# Difference between boundedness (electrons around nuclei) and color confinement (quarks)

How does the orbiting of electrons around nuclei START?

Bound electrons don't move, right?

Do different orbitals overlap in multielectron atom?

What is the difference between real orbital & complex orbital?

https://en.wikipedia.org/wiki/Bound_state

Why aren't quarks free?

Could quarks be free in higher-dimensional space than 3D?

https://en.wikipedia.org/wiki/Color_confinement

We now know that quarks cannot be found free in our world (at normal energy levels), they are always in a confinement in nuclei with gluons. This interaction is due to the strong force or color charge.

I understand that electrons are bound to the nuclei but they can also be found free. Now electrons' bound is due to the EM charge which is different from color charge.

Both electrons and quarks do have rest mass. Both electrons and quarks interact with each other.

Quarks are confined because they interact with each other and to pull them apart, you need to put infinite energy, and it is like a rubber band and if it snaps, the energy will be enough to create more quarks.

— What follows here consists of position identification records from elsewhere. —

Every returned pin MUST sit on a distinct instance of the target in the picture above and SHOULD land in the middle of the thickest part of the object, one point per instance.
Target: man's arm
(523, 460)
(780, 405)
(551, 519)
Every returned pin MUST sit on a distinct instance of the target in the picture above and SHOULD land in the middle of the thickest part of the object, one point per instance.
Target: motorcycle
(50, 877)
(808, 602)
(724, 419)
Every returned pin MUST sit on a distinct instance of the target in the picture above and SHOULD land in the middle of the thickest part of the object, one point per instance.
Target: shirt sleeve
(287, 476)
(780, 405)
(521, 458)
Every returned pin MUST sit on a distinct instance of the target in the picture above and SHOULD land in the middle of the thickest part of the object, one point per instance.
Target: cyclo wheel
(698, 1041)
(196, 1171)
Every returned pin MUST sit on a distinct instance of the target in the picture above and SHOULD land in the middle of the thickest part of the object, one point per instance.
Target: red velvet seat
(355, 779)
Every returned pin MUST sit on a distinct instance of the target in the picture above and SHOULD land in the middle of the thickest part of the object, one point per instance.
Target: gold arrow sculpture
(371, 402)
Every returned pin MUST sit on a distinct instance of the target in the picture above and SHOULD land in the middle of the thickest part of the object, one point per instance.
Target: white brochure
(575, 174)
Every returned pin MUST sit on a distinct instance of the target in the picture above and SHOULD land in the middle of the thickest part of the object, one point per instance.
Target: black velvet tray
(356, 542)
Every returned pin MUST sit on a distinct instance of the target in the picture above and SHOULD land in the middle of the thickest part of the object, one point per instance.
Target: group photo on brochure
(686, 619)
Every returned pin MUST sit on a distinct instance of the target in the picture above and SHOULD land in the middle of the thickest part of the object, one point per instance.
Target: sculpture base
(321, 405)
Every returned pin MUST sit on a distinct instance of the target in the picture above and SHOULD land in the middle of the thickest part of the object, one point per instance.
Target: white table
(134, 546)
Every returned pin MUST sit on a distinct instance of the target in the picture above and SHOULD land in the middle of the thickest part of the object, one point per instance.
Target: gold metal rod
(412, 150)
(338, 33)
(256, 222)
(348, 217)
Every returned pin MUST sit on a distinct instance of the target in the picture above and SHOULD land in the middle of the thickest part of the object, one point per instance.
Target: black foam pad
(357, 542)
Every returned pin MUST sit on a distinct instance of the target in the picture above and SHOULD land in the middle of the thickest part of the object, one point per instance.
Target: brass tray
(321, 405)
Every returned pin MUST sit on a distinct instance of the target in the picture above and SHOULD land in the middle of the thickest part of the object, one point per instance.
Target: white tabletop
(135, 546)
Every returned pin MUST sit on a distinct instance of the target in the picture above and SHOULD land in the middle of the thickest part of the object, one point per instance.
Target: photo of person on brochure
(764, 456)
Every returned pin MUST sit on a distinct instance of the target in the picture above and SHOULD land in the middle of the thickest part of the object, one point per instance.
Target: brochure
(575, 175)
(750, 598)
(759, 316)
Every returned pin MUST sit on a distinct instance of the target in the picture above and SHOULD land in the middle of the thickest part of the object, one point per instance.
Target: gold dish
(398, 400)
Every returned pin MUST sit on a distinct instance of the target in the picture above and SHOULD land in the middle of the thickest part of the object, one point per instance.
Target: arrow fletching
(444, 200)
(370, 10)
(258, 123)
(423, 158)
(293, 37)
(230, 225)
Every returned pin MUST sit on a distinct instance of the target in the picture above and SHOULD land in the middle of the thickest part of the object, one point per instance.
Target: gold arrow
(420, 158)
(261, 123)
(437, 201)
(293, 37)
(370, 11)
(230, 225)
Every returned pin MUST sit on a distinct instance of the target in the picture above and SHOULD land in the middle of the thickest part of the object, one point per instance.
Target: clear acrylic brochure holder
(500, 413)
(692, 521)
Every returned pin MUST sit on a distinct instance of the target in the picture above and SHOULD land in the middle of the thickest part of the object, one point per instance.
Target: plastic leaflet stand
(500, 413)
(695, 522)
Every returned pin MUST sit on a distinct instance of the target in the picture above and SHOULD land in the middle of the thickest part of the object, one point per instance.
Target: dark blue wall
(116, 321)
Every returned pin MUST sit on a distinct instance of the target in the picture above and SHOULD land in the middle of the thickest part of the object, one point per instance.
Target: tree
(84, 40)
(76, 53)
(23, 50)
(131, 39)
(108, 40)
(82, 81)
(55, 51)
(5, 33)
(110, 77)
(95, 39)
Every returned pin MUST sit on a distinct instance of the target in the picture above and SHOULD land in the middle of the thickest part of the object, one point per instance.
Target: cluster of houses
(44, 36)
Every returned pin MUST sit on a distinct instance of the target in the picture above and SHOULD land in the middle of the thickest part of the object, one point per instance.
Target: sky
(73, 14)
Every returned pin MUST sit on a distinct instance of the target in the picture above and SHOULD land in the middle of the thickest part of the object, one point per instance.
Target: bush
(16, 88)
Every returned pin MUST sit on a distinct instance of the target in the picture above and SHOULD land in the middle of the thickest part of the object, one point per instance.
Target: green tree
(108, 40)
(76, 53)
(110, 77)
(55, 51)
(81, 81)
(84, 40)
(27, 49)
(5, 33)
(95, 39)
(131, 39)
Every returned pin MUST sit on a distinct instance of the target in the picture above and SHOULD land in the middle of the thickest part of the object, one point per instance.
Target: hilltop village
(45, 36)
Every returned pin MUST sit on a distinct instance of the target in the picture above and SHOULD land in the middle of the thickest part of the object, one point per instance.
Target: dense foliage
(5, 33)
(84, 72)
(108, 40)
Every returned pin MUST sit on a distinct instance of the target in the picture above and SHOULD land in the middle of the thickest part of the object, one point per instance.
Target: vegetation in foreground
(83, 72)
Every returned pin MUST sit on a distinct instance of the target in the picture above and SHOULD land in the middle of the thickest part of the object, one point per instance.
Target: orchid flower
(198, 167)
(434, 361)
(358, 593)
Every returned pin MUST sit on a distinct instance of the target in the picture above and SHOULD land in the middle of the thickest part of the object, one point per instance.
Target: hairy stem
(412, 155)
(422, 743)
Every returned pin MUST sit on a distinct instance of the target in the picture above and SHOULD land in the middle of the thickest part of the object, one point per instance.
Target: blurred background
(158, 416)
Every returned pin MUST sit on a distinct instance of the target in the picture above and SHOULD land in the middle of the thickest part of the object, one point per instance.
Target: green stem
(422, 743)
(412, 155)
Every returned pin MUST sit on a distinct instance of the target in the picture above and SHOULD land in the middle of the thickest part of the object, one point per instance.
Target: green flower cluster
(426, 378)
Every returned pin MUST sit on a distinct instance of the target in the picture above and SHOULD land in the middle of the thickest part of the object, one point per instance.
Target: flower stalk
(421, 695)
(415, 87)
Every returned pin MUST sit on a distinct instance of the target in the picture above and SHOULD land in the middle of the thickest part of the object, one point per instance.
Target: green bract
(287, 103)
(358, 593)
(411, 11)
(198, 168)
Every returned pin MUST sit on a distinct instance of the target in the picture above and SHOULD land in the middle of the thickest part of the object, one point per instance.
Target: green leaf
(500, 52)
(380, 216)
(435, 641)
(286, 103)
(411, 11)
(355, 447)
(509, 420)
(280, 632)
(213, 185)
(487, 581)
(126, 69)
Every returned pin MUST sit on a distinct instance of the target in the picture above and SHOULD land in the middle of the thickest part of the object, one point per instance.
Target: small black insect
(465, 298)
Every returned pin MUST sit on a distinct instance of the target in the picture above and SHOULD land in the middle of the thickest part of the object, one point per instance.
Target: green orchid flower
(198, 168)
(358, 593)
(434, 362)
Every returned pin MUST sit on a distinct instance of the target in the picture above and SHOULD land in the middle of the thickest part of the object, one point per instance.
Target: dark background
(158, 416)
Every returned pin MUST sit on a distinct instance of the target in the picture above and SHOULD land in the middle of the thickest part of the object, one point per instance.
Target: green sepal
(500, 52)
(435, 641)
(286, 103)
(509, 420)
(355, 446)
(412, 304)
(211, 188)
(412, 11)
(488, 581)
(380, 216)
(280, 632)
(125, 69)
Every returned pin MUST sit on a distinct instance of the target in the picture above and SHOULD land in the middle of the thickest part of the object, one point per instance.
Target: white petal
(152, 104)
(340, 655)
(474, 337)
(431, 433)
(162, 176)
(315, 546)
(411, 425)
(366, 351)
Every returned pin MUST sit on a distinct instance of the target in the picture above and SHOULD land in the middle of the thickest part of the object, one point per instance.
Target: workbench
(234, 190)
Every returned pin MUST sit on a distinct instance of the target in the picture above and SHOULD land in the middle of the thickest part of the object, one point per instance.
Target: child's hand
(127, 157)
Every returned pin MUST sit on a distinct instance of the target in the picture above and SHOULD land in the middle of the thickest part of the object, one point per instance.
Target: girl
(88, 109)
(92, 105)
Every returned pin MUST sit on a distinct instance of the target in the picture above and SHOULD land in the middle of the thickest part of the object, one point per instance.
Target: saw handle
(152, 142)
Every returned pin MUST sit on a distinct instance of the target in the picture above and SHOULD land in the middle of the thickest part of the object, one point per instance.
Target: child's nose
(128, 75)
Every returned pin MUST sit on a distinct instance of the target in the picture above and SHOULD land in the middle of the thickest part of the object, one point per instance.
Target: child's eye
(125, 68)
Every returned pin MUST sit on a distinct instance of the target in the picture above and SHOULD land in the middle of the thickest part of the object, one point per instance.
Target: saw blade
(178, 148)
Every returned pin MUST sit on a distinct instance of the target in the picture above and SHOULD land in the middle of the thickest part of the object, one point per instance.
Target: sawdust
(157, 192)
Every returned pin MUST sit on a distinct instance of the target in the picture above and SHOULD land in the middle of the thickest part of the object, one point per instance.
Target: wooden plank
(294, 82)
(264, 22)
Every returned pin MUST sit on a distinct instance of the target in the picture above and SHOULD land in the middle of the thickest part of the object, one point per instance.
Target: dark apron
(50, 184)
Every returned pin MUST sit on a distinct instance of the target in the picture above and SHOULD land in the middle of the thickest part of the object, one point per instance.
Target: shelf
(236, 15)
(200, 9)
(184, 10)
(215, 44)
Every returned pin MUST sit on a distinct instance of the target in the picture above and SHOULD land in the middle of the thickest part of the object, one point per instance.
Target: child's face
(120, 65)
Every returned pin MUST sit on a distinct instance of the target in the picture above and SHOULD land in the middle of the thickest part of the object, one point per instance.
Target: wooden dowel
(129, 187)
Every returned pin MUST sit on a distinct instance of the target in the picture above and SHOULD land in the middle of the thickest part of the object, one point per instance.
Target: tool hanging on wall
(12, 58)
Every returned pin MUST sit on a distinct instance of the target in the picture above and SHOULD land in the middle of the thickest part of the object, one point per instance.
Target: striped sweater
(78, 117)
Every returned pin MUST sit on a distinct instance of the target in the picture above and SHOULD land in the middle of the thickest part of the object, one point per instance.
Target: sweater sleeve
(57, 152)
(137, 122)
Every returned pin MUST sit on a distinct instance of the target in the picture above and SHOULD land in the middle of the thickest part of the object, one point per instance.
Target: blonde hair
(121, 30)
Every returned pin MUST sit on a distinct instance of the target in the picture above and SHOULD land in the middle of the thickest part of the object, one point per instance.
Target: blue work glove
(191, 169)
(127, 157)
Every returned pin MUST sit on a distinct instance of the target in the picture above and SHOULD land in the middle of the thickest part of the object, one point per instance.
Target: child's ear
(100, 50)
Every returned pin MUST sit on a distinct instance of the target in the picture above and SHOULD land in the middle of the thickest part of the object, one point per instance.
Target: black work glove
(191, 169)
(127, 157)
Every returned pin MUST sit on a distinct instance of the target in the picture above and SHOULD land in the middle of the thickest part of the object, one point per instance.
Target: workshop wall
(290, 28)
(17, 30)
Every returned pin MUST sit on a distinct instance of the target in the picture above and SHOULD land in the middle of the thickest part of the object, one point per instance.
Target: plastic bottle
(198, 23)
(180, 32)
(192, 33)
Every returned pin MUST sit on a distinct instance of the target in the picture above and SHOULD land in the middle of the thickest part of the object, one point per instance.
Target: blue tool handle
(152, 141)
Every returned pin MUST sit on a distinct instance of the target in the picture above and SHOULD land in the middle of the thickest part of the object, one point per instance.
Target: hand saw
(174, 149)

A free quark is like the free end of a rubber band. If you want to make the ends of a rubber band free you have to pull them apart, however the farther apart you pull them the more energy you have to put in. If you wanted to make the ends of the rubber band truly free you'd have to make the separation between them infinite, and that would require infinite energy. What actually happens is that the rubber band snaps and you get four ends instead of the two you started with.

Similarly, if you take two quarks and try and pull them apart the force between them is approximately independent of distance, so to pull them apart to infinity would take infinite energy. What actually happens is that at some distance the energy stored in the field between them gets high enough to create more quarks, and in stead of two separated quarks you get two pairs of quarks.

This doesn't happen when you pull apart a proton and electron because the force between them falls according to the inverse square law. The difference between the electron/proton pair and a pair of quarks is that the force between the quarks doesn't fall according to the inverse square law. Instead at sufficiently long distances it becomes roughly constant.

I don't think this is fully understood (it certainly isn't fully understood by me :-), but it's thought to be because the lines of force in the quark-quark field represent virtual gluons, and gluons attract each other. This means the lines of force collect together to form a flux tube. By contrast the electron-proton force is transmitted by virtual photons and photons do not attract each other.

And this is what is interesting, gluons are massless and photons too, and gluons do not possess EM charge, and photons either. Still, gluons attract each other, while photons do not. Still there are 8 types of gluons, while there is only one type of photon?

The main confusion is that quarks do have EM charge, just like electrons and protons (nuclei). And they have rest mass too. But gluons do not have EM charge or rest mass and photons do not either. There is pair production too in both cases, quarks-antiquark and electron-positron pairs can be created. Both cases seems to be alike.

The only difference could be if we could not find a free gluon. The answers are saying that free quarks cannot be found (at low energy levels) but I did not find anything about free gluons.

Question:

1. What is the main difference between boundedness and confinement? Is this only because we can't find free gluons (at low energies)? Is there any reason to talk about a difference or could they be the same thing at high energies?

The number of gluons corresponds to the number of generators of $SU(3)$. There are 8 unique generators, so there are 8 types of gluons. But how do we know that the group is $SU(3)$ specifically? We know that the group describing the strong force involves three colors because the cross-sections of various QCD processes involve a multiplication by a color factor that is determined by the number of colors. We get these cross sections wrong if we use a different number of colors. Assuming unitarity, we now have the possible group narrowed down to $U(3)$ or $SU(3)$. If the group was $U(3)$, there would be a color-singlet gluon (the ninth generator, giving the extra degree of freedom in $U(3)$), which could potentially be free; the fact that we do not observe free gluons means that the proper group is $SU(3)$, and thus that there are 8 gluons.